Jean Alice Harrison Miller Profile Photo
1919 Jean 2023

Jean Alice Harrison Miller

April 9, 1919 — January 17, 2023

Jean Alice Harrison Miller, born April 9, 1919, was the oldest child of Carl Warner Harrison and Ida Bloom Harrison. She was born in Magna, Utah. When Jean was just eight years old her father was taken from the family due to an auto accident.  Her life became harder as she took on the role of tending her four younger siblings when her mother had to go to work. Though her mother was educated, work was difficult to obtain, since jobs generally went to men as the sole support of most families. Ida took what she could get; jobs that included taking in washing and ironing, cleaning homes, serving food in other people's homes and cleaning movie theaters in downtown Salt Lake City. Sometimes she didn't get home until nine or ten o'clock at night. 

Luckily the little family lived near Ida's relatives, and they looked after one another. One of Jean's favorite memories was of her grandmother Bloom taking her on streetcar rides to the end of the line and back. At one time the family lived in a duplex near railroad tracks, they heated water on a coal stove and collected coal “clinkers” that fell from the coal cars. Of course, there was the traditional outdoor plumbing behind the home.

She and her two sisters played together, made hollyhock ballerinas and Jean dreamed of becoming a dancer. As she became a teen, she was able to make money child tending and other ways. She took dance lessons at the Martel studio in Salt Lake. This gave her confidence on stage and, billed as The Figurettes, she and her friend Helen Welti danced soft shoe duets, wearing costumes made of cellophane. Another dance featured them holding little cocktail glasses that were supposed to be filled with the bubbly. Harold (Hal) Miller, who later became her husband, drilled holes in the glass bases at the bottom of the stems, ran thin wires through them to tiny battery powered bulbs in the glasses.
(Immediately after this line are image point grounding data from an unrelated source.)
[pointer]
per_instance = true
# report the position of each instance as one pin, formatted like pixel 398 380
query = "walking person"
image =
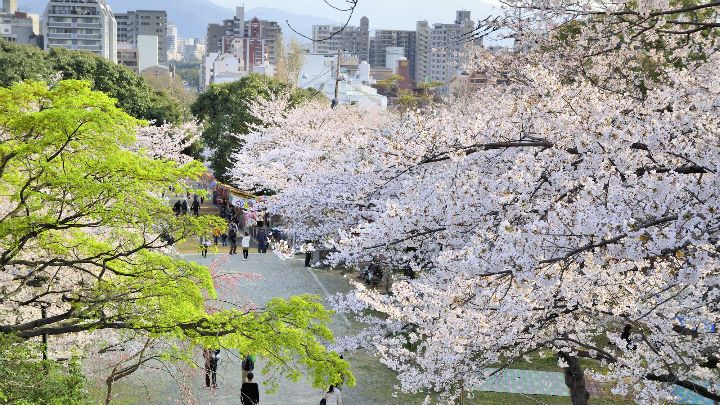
pixel 308 247
pixel 216 235
pixel 246 245
pixel 211 360
pixel 204 245
pixel 232 233
pixel 248 365
pixel 196 207
pixel 262 241
pixel 333 396
pixel 249 392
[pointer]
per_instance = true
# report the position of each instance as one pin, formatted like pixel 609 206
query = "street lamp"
pixel 38 284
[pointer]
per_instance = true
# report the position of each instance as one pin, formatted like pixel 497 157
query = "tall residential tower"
pixel 87 25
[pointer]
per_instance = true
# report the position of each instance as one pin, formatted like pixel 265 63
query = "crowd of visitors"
pixel 249 391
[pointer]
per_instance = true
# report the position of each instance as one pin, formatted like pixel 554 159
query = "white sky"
pixel 383 14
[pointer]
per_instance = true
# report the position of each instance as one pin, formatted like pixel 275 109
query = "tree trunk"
pixel 108 397
pixel 575 380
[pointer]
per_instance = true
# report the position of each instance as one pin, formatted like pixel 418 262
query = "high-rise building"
pixel 449 47
pixel 353 40
pixel 236 47
pixel 422 52
pixel 234 27
pixel 19 27
pixel 385 39
pixel 9 6
pixel 172 39
pixel 135 23
pixel 87 25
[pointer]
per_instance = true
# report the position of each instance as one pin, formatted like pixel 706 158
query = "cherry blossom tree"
pixel 573 211
pixel 86 243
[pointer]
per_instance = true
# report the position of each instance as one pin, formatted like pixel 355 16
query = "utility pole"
pixel 336 100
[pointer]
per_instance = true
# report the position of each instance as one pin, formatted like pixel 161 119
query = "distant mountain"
pixel 193 16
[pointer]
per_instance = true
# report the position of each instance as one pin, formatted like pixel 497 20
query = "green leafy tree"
pixel 84 231
pixel 26 380
pixel 188 72
pixel 19 62
pixel 224 110
pixel 133 93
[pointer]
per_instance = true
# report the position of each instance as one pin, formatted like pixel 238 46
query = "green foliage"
pixel 85 214
pixel 188 72
pixel 18 62
pixel 224 109
pixel 25 379
pixel 390 84
pixel 133 93
pixel 671 40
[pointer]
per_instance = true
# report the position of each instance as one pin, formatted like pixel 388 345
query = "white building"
pixel 19 27
pixel 318 72
pixel 87 25
pixel 393 55
pixel 327 39
pixel 148 56
pixel 227 67
pixel 172 40
pixel 449 48
pixel 8 6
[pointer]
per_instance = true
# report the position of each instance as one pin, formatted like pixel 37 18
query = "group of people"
pixel 249 391
pixel 229 237
pixel 181 207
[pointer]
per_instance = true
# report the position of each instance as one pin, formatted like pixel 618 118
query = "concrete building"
pixel 135 23
pixel 128 56
pixel 222 37
pixel 422 52
pixel 87 25
pixel 394 54
pixel 148 55
pixel 354 40
pixel 171 40
pixel 9 6
pixel 450 45
pixel 385 39
pixel 236 48
pixel 191 49
pixel 354 87
pixel 19 27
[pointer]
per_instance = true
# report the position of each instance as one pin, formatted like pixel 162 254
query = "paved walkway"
pixel 266 276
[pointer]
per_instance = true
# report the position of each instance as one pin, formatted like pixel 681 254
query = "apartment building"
pixel 137 23
pixel 9 6
pixel 87 25
pixel 385 39
pixel 228 36
pixel 354 40
pixel 19 27
pixel 449 47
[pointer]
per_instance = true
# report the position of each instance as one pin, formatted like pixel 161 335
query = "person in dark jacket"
pixel 196 207
pixel 249 392
pixel 211 359
pixel 232 234
pixel 262 242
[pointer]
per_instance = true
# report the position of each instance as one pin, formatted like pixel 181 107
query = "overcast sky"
pixel 398 14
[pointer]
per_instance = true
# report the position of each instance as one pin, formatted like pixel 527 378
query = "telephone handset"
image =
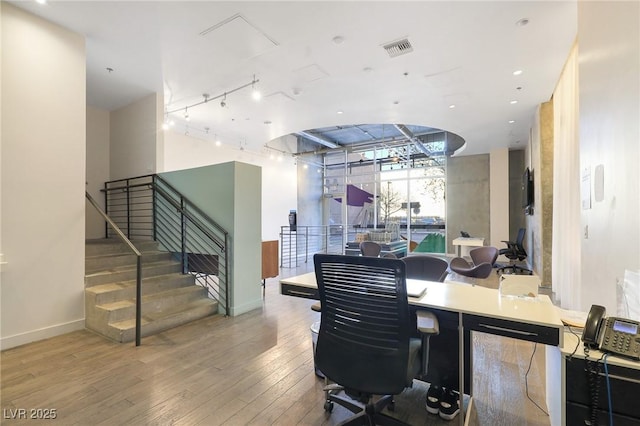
pixel 617 335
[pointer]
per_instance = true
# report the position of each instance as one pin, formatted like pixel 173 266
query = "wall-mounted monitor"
pixel 527 190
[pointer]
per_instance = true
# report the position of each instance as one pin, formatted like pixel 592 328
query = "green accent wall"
pixel 231 194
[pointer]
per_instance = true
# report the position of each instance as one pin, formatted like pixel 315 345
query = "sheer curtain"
pixel 566 249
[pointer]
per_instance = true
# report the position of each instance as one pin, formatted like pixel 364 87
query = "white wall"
pixel 499 198
pixel 136 134
pixel 97 167
pixel 43 173
pixel 279 177
pixel 609 58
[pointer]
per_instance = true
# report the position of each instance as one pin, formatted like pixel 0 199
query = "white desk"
pixel 478 309
pixel 467 242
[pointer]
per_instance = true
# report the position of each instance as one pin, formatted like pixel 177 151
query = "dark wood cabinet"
pixel 584 380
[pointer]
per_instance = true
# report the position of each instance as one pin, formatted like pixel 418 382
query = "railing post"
pixel 227 274
pixel 139 301
pixel 153 207
pixel 106 209
pixel 128 211
pixel 306 244
pixel 183 230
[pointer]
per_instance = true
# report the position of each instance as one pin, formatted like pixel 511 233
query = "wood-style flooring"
pixel 253 369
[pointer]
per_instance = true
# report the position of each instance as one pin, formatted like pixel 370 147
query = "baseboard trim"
pixel 40 334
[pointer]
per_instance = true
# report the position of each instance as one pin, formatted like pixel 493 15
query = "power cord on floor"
pixel 606 375
pixel 526 380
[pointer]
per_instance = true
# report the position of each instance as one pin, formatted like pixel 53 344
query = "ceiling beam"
pixel 412 138
pixel 318 139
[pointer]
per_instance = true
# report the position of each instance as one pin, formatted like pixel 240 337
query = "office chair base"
pixel 369 414
pixel 515 270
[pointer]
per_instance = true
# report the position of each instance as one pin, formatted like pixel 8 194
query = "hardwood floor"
pixel 253 369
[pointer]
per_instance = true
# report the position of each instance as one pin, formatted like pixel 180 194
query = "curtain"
pixel 566 248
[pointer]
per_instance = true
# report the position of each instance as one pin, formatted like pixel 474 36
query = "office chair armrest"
pixel 427 323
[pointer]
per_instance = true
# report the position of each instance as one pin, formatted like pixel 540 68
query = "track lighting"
pixel 223 102
pixel 255 93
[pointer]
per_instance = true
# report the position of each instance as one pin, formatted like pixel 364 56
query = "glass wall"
pixel 387 193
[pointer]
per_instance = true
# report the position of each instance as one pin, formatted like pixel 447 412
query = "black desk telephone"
pixel 616 335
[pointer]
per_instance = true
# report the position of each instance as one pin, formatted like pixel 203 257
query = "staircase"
pixel 169 297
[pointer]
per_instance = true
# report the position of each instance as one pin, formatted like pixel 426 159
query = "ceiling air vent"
pixel 398 48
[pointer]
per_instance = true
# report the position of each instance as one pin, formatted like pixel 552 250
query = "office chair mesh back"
pixel 364 336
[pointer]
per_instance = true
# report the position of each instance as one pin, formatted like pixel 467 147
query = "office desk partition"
pixel 477 309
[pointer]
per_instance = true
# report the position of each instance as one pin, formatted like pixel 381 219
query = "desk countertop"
pixel 473 300
pixel 468 241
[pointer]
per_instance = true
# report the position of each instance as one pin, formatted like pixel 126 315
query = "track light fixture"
pixel 223 102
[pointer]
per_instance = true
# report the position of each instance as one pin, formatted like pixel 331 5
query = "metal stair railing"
pixel 133 248
pixel 149 208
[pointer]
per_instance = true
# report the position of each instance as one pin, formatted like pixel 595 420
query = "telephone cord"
pixel 606 375
pixel 593 380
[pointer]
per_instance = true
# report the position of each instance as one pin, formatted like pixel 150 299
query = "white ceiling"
pixel 464 53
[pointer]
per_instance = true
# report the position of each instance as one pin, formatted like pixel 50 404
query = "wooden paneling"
pixel 269 259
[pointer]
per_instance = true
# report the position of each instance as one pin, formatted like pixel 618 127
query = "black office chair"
pixel 364 343
pixel 482 260
pixel 426 267
pixel 370 248
pixel 515 252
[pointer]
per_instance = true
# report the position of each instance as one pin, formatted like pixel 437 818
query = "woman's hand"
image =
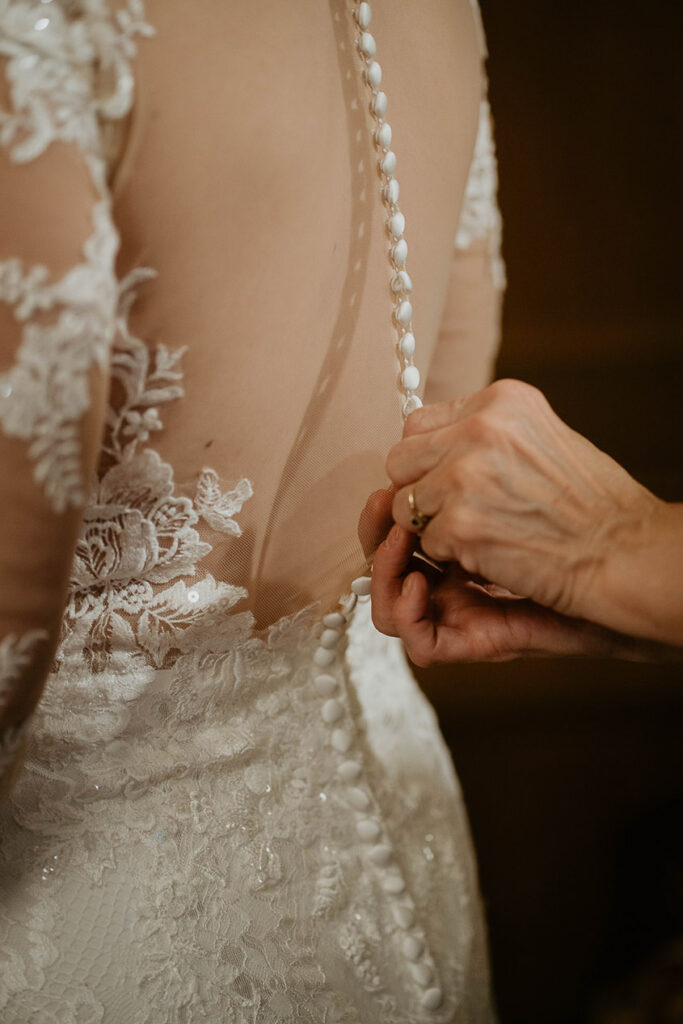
pixel 449 616
pixel 516 497
pixel 546 545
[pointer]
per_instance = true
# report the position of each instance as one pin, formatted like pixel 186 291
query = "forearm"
pixel 638 587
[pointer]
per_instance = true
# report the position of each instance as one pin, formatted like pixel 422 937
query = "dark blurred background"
pixel 572 771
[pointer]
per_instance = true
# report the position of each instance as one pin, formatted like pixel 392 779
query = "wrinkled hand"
pixel 515 496
pixel 450 616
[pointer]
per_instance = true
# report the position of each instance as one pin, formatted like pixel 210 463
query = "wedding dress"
pixel 235 803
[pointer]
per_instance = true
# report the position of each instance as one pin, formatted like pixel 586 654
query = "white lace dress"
pixel 236 805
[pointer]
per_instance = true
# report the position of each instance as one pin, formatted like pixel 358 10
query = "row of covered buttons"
pixel 369 828
pixel 401 284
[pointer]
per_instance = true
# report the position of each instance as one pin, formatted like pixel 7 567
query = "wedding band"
pixel 418 518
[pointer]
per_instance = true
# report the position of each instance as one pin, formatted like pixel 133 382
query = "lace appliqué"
pixel 51 55
pixel 480 215
pixel 15 656
pixel 130 599
pixel 52 52
pixel 45 393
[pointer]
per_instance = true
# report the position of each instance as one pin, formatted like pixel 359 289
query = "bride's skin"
pixel 519 499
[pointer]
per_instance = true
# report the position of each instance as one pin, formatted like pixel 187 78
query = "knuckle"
pixel 380 621
pixel 418 655
pixel 418 421
pixel 436 545
pixel 393 461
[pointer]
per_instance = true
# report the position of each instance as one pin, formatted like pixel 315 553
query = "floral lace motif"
pixel 132 597
pixel 179 844
pixel 480 215
pixel 44 395
pixel 50 54
pixel 15 656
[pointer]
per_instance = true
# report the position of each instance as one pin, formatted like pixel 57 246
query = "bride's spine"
pixel 401 286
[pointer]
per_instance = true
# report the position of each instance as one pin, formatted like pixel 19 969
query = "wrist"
pixel 635 585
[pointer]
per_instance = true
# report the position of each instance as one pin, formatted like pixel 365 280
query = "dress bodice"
pixel 230 809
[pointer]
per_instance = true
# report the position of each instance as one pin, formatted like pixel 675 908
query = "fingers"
pixel 414 457
pixel 429 418
pixel 412 621
pixel 434 496
pixel 392 559
pixel 376 520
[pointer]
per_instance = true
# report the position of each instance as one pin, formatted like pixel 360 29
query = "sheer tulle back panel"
pixel 263 225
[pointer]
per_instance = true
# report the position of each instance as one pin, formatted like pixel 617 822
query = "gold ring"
pixel 418 518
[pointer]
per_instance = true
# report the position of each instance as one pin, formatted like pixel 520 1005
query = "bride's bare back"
pixel 250 185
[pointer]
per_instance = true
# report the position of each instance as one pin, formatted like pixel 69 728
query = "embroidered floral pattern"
pixel 180 815
pixel 15 656
pixel 480 216
pixel 132 596
pixel 51 52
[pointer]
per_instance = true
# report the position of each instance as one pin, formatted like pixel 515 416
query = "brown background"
pixel 573 771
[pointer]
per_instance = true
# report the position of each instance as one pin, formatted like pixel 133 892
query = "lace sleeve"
pixel 63 70
pixel 470 329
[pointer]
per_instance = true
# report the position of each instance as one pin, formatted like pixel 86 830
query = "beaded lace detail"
pixel 213 820
pixel 55 97
pixel 480 216
pixel 16 653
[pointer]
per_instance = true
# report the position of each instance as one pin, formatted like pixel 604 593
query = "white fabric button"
pixel 397 224
pixel 361 586
pixel 349 771
pixel 368 44
pixel 380 104
pixel 381 854
pixel 357 798
pixel 422 973
pixel 335 621
pixel 411 378
pixel 332 711
pixel 432 998
pixel 407 345
pixel 330 638
pixel 391 190
pixel 365 14
pixel 399 251
pixel 404 916
pixel 383 135
pixel 374 74
pixel 393 884
pixel 389 162
pixel 404 312
pixel 324 657
pixel 368 829
pixel 326 685
pixel 412 403
pixel 412 947
pixel 401 282
pixel 341 740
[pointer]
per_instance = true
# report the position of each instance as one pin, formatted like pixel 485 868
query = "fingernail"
pixel 392 537
pixel 409 586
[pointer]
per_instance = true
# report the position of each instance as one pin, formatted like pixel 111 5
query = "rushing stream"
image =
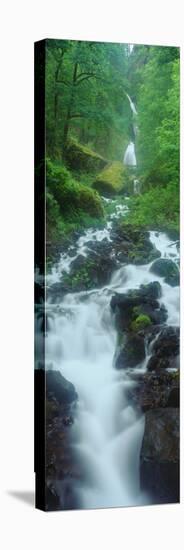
pixel 81 342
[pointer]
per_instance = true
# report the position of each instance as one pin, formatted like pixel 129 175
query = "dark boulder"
pixel 142 301
pixel 167 269
pixel 57 291
pixel 90 272
pixel 156 390
pixel 165 350
pixel 133 245
pixel 58 387
pixel 159 460
pixel 132 353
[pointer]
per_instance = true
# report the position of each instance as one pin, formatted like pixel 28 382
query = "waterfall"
pixel 132 106
pixel 81 343
pixel 129 156
pixel 137 187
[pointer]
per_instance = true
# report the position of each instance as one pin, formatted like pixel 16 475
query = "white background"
pixel 23 527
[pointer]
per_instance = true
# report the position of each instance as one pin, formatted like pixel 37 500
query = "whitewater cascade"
pixel 81 343
pixel 137 187
pixel 129 156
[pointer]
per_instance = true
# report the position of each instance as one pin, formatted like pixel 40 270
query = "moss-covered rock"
pixel 168 269
pixel 81 157
pixel 71 197
pixel 132 352
pixel 141 322
pixel 113 179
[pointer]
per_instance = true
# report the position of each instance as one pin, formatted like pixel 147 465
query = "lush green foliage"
pixel 69 203
pixel 141 322
pixel 113 179
pixel 89 124
pixel 85 96
pixel 156 81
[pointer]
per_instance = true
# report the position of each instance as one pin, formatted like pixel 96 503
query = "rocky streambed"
pixel 112 379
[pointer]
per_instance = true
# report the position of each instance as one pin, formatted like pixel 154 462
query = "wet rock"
pixel 142 301
pixel 167 269
pixel 159 460
pixel 156 390
pixel 57 291
pixel 38 293
pixel 133 246
pixel 90 272
pixel 165 350
pixel 132 352
pixel 58 387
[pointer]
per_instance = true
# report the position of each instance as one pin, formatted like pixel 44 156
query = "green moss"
pixel 81 157
pixel 112 179
pixel 141 322
pixel 69 197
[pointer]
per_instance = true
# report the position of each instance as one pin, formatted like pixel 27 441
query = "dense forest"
pixel 111 291
pixel 89 124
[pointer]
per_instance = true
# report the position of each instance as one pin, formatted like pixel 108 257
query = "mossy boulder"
pixel 159 458
pixel 132 352
pixel 113 179
pixel 80 157
pixel 167 269
pixel 141 322
pixel 72 197
pixel 88 273
pixel 138 303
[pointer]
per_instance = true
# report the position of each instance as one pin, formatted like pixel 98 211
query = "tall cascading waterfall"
pixel 81 342
pixel 130 156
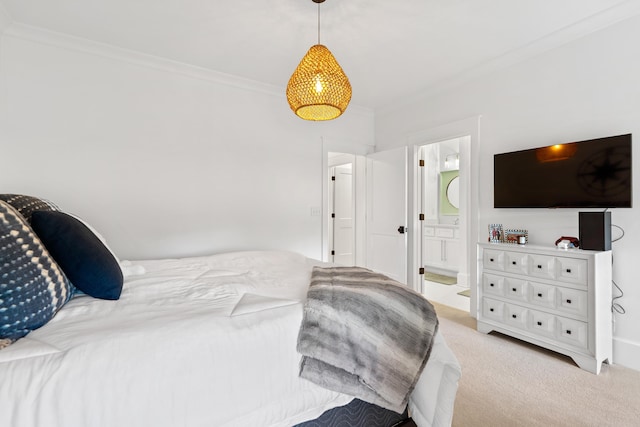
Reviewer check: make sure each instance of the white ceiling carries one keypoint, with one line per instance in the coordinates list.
(389, 49)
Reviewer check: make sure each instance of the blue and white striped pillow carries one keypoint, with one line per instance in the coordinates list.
(32, 286)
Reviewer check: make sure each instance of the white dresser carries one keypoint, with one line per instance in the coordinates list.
(554, 298)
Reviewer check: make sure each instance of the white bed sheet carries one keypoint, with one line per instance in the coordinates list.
(192, 342)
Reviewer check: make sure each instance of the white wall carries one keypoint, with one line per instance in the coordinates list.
(162, 159)
(585, 89)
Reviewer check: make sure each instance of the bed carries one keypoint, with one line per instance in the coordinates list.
(199, 341)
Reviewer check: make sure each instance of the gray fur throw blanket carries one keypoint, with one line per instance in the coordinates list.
(365, 335)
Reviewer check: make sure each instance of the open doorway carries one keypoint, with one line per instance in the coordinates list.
(442, 212)
(341, 225)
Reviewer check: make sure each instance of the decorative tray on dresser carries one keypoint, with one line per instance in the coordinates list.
(554, 298)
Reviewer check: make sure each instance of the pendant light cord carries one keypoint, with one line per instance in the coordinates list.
(318, 23)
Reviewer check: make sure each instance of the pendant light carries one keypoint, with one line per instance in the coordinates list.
(318, 89)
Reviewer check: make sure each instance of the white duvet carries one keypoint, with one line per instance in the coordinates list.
(208, 341)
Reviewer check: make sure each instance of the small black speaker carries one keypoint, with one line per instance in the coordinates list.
(595, 230)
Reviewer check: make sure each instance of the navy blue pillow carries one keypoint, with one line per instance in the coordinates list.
(32, 286)
(26, 205)
(87, 262)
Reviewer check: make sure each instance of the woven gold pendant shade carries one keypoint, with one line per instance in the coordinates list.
(318, 88)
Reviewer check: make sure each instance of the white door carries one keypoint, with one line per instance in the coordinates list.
(387, 213)
(342, 215)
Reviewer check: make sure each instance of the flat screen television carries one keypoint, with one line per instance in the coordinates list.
(587, 174)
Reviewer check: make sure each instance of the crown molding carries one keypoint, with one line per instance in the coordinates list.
(613, 15)
(79, 44)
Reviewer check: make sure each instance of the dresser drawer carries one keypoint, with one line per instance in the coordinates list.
(516, 262)
(543, 324)
(493, 260)
(515, 315)
(492, 284)
(572, 332)
(542, 295)
(543, 266)
(492, 309)
(572, 301)
(515, 289)
(572, 270)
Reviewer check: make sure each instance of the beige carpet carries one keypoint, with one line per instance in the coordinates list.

She and Helen eventually landed jobs in the Will Rock Traveling Magic Show. The girls were about the same size, so they became the woman who was sawed in two. Jean said she was mostly “the feet”. They crisscrossed the United States for about a year and a half, and she regularly sent money back home to Ida. When World War II began, the “boys” in the show left for the armed forces and the show disbanded. She married Hal in 1942 and began the family that eventually counted three sons. 

While they still lived in Salt Lake City, Jean became a member of the Church of Jesus Christ of Latter-day Saints and, as she often said, “I was baptized a member and never looked back.” She sought to maintain a cheerful countenance and kept worries to herself. 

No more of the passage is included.